Mais la mesure soulève déjà de vives critiques. « Autoriser les casinos en ligne = Autoriser un marketing ciblé sur les jeunes et des pertes d’argent incontrôlables », résume notamment l’association Addictions France, qui appelle à la « plus grande vigilance » face au risque d’addiction que soulève le casino en ligne. Un risque qu’elle estime « deux fois plus élevé » que celui associé au casino physique.
Les tenants de l’ouverture se retranchent quant à eux derrière l’argument selon lequel un marché régulé offre un meilleur niveau de protection aux joueurs, et c’est aussi la logique défendue par l’amendement du gouvernement.
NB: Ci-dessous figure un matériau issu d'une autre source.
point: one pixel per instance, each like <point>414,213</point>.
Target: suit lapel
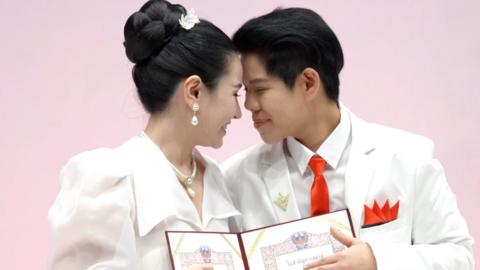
<point>360,170</point>
<point>279,186</point>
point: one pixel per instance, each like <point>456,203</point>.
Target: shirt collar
<point>331,149</point>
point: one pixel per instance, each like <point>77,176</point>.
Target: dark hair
<point>164,52</point>
<point>290,40</point>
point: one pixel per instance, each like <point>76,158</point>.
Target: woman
<point>115,204</point>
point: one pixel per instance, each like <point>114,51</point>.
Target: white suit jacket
<point>384,164</point>
<point>115,205</point>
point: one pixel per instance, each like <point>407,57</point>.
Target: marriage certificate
<point>287,245</point>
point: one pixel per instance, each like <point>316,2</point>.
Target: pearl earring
<point>195,109</point>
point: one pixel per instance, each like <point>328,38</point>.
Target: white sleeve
<point>440,237</point>
<point>92,217</point>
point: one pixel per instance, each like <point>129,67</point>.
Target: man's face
<point>276,109</point>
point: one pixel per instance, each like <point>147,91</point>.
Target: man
<point>319,157</point>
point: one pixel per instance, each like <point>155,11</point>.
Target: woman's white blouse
<point>115,205</point>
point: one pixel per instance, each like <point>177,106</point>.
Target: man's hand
<point>358,255</point>
<point>200,267</point>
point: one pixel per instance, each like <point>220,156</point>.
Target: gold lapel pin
<point>282,201</point>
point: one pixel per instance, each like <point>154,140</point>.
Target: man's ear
<point>192,89</point>
<point>310,83</point>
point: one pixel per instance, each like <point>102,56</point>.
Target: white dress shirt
<point>335,151</point>
<point>115,205</point>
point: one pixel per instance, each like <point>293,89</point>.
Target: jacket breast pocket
<point>391,232</point>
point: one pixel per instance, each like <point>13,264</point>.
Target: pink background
<point>66,87</point>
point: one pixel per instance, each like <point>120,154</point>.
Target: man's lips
<point>257,123</point>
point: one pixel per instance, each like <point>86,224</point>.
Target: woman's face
<point>220,106</point>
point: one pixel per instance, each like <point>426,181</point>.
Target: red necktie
<point>320,199</point>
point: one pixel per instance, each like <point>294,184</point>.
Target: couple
<point>115,204</point>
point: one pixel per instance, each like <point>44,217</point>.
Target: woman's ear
<point>192,89</point>
<point>310,82</point>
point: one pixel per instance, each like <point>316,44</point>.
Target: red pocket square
<point>376,215</point>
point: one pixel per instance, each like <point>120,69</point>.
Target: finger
<point>333,266</point>
<point>341,237</point>
<point>325,261</point>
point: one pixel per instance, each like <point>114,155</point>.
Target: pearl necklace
<point>186,180</point>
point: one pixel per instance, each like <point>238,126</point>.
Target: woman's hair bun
<point>143,36</point>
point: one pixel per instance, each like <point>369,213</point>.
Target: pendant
<point>190,192</point>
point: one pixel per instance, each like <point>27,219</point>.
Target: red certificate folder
<point>286,245</point>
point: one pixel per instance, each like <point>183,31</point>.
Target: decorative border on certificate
<point>205,255</point>
<point>298,241</point>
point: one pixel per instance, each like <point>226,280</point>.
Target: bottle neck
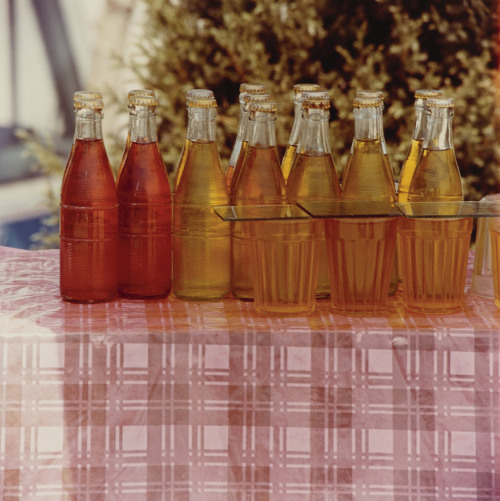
<point>439,130</point>
<point>295,134</point>
<point>367,124</point>
<point>243,123</point>
<point>420,120</point>
<point>261,130</point>
<point>201,124</point>
<point>88,124</point>
<point>143,124</point>
<point>314,132</point>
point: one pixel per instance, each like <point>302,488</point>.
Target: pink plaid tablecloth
<point>173,400</point>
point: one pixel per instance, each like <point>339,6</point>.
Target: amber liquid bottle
<point>89,213</point>
<point>145,209</point>
<point>434,250</point>
<point>313,176</point>
<point>415,149</point>
<point>260,182</point>
<point>246,89</point>
<point>247,98</point>
<point>291,148</point>
<point>361,250</point>
<point>201,240</point>
<point>131,94</point>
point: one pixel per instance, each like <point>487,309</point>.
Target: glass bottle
<point>313,176</point>
<point>245,89</point>
<point>361,250</point>
<point>82,95</point>
<point>145,208</point>
<point>260,182</point>
<point>434,250</point>
<point>201,240</point>
<point>288,157</point>
<point>247,99</point>
<point>131,95</point>
<point>415,148</point>
<point>89,213</point>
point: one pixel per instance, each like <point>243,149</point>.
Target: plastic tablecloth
<point>174,400</point>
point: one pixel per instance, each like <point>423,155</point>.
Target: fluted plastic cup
<point>285,266</point>
<point>482,275</point>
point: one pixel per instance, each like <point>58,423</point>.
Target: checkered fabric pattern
<point>172,400</point>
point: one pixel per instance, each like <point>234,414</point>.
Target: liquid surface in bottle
<point>259,182</point>
<point>201,240</point>
<point>287,162</point>
<point>234,172</point>
<point>144,224</point>
<point>367,174</point>
<point>437,177</point>
<point>88,228</point>
<point>408,169</point>
<point>313,178</point>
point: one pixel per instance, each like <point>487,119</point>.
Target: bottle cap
<point>370,93</point>
<point>317,100</point>
<point>257,98</point>
<point>266,106</point>
<point>200,98</point>
<point>93,104</point>
<point>440,102</point>
<point>86,95</point>
<point>141,92</point>
<point>142,100</point>
<point>250,88</point>
<point>307,87</point>
<point>367,102</point>
<point>427,93</point>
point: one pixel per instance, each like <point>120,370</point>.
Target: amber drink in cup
<point>285,261</point>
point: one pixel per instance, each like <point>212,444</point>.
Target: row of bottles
<point>137,239</point>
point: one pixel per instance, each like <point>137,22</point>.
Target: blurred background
<point>51,48</point>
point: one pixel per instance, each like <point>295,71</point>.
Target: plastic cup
<point>434,253</point>
<point>285,265</point>
<point>482,275</point>
<point>494,228</point>
<point>361,260</point>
La légalisation a-t-elle vraiment fait ses preuves ? Concernée au premier chef, l’ANJ ne s’est jamais exprimée en faveur de l’ouverture des casinos en ligne, renvoyant systématiquement aux trois types de jeux d’argent prévus par la loi de 2010.
Et l’Autorité semble avoir des réserves quant au tarissement supposé de l’offre illégale, au sujet de laquelle elle vient d’ailleurs de lancer une campagne de communication. « La Belgique est un marché particulièrement ouvert, mais parmi les 10 opérateurs les plus populaires, quatre sont illégaux et représentent près de 60% du trafic, donc [la légalisation] n’a pas fait ses preuves », illustre Gaëlle Palermo-Chevillard, du département de lutte contre l’offre illégale au sein de l’ANJ, interrogée début octobre par France Info.
Les casinos traditionnels sont quant à eux vent debout contre l’ouverture d’un marché en ligne, une posture constante depuis 2010. Cette fois, c’est bien sûr l’argument économique qui est avancé, avec la crainte de voir des opérateurs en ligne phagocyter une partie de leur activité. « Selon nos calculs, l’ouverture à la concurrence du casino en ligne entraînera une baisse du produit brut des jeux des casinos terrestres de 20 à 30 %, et la fermeture de 30 % des établissements. Il y aura des conséquences catastrophiques, notamment sociales : on estime que 15.000 emplois seront supprimés. Plus globalement, cela revient à signer l’arrêt de mort des casinos terrestres », déclare ainsi Grégory Rabuel, directeur général du groupe Barrière et président du syndicat Casinos de France aux Échos.
Les députés ont débuté lundi l’examen du PLF 2025, via lequel le gouvernement affirme vouloir mettre en place un effort budgétaire de 60 milliards d’euros.